Unfortunately, Hansen’s solutions are still on the weak side, demanding the mild reform of a carbon fee or tax, although we would not object to taxing polluters clean out of existence if it were possible. His call for nuclear reactors powered by thorium are completely unacceptable as well.

The only way to stop further environmental devastation by a greedy capitalist class that refuses to give up its fossil-fuel-based economy is to nationalize the entire energy industry and put it under democratic workers’ control. At the same time, we must ensure a just transition with retraining, union wages, and full benefits for all workers making the shift from the production of dirty fuels to clean, renewable energy.

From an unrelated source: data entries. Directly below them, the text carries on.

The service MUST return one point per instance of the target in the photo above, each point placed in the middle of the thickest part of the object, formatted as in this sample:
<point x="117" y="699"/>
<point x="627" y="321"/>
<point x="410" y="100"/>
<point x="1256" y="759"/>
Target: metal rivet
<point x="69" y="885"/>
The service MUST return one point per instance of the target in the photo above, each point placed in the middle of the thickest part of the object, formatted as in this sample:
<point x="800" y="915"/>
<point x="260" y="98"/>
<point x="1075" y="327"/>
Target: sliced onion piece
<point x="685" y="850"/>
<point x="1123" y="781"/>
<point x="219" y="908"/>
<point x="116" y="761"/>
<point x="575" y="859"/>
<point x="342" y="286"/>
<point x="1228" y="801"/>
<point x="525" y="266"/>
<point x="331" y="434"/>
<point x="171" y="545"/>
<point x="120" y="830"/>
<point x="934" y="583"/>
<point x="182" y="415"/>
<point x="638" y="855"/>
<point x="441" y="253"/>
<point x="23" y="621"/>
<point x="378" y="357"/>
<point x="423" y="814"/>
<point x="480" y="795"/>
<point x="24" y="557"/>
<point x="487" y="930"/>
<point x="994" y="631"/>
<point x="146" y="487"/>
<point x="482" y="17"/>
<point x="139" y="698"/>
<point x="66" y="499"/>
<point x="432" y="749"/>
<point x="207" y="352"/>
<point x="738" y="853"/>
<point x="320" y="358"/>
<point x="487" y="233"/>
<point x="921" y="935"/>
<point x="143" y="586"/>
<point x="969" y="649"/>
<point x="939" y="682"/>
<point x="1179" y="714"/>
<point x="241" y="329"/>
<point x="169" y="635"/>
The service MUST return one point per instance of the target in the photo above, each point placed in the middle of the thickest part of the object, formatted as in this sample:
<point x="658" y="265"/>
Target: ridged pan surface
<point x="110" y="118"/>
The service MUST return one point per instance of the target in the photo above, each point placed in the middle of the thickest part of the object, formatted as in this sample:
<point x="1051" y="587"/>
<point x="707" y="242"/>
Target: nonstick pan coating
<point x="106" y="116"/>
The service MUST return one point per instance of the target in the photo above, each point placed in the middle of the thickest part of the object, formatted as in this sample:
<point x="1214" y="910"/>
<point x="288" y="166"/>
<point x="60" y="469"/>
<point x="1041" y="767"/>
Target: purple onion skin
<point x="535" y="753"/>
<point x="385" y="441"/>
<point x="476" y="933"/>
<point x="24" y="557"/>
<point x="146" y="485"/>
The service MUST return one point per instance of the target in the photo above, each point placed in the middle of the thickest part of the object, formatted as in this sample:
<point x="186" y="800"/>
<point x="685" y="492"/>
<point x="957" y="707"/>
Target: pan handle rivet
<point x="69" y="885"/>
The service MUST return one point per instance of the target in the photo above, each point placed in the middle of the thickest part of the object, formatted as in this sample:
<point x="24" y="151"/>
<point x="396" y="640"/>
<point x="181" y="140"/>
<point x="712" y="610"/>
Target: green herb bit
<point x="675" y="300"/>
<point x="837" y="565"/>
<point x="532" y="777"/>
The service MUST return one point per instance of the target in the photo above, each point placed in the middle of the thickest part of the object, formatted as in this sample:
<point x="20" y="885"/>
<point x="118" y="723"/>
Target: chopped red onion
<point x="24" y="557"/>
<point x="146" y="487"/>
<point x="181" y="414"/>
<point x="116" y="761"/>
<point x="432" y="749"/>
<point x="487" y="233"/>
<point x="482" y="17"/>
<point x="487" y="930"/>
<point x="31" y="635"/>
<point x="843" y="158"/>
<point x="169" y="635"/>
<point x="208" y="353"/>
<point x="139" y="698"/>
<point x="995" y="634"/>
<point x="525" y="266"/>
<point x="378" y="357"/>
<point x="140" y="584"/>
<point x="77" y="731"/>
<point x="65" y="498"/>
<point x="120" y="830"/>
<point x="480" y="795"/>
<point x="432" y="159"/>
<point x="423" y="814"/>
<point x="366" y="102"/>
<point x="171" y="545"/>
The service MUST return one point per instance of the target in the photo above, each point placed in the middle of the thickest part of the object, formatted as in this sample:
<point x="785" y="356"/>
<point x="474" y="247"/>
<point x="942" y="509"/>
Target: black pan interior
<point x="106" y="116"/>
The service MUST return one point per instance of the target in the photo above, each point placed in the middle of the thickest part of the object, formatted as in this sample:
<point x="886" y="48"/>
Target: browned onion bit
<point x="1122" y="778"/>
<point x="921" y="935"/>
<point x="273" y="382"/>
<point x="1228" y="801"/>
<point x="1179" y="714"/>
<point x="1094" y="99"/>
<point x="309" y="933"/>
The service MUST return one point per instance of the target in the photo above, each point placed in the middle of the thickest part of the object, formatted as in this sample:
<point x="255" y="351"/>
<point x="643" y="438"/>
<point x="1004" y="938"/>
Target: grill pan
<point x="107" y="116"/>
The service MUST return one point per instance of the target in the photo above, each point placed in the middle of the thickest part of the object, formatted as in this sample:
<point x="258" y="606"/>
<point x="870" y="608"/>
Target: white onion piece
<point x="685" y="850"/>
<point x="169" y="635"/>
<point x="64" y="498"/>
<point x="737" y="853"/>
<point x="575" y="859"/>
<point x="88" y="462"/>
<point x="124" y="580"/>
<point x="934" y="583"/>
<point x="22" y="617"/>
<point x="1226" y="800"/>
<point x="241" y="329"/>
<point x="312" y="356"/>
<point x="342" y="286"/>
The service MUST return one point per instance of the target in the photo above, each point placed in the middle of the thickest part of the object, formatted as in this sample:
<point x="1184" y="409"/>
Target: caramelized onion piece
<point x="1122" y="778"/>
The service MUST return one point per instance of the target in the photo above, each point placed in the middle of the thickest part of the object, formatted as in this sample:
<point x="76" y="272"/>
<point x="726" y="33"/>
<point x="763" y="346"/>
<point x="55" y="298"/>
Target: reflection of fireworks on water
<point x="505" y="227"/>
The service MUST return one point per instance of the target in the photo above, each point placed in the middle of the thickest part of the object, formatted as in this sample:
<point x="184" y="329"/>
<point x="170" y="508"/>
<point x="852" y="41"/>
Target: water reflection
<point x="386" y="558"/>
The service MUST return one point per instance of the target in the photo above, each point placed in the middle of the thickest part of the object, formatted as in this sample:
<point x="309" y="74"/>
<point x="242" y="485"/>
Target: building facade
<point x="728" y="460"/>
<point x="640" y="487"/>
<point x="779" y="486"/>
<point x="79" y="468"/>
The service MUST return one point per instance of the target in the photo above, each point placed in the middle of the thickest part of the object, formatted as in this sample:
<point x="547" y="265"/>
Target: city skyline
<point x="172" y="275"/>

There is not one capitalist politician who supports such sweeping change. In fact, every short-sighted, self-serving vote hustler running in the elections this year is for maintenance of the status quo because their interests are tied hand and foot to the Energy Giants. That is why climate crisis activists and those struggling against environmental racism in their communities and on tribal lands must take their protests to the streets.

We must create a powerful movement for ecological and social change, and one of the best ways to do that is to build on the momentum of the People’s Climate March of last year and organize huge mass demonstrations demanding real action to cut greenhouse gas emissions from all sources to zero as soon as possible.

Plans for protests are already underway in many parts of the world leading up to the November-December climate talks, and we encourage all those wanting to save Mother Earth for human habitation and future generations to dedicate themselves to that effort.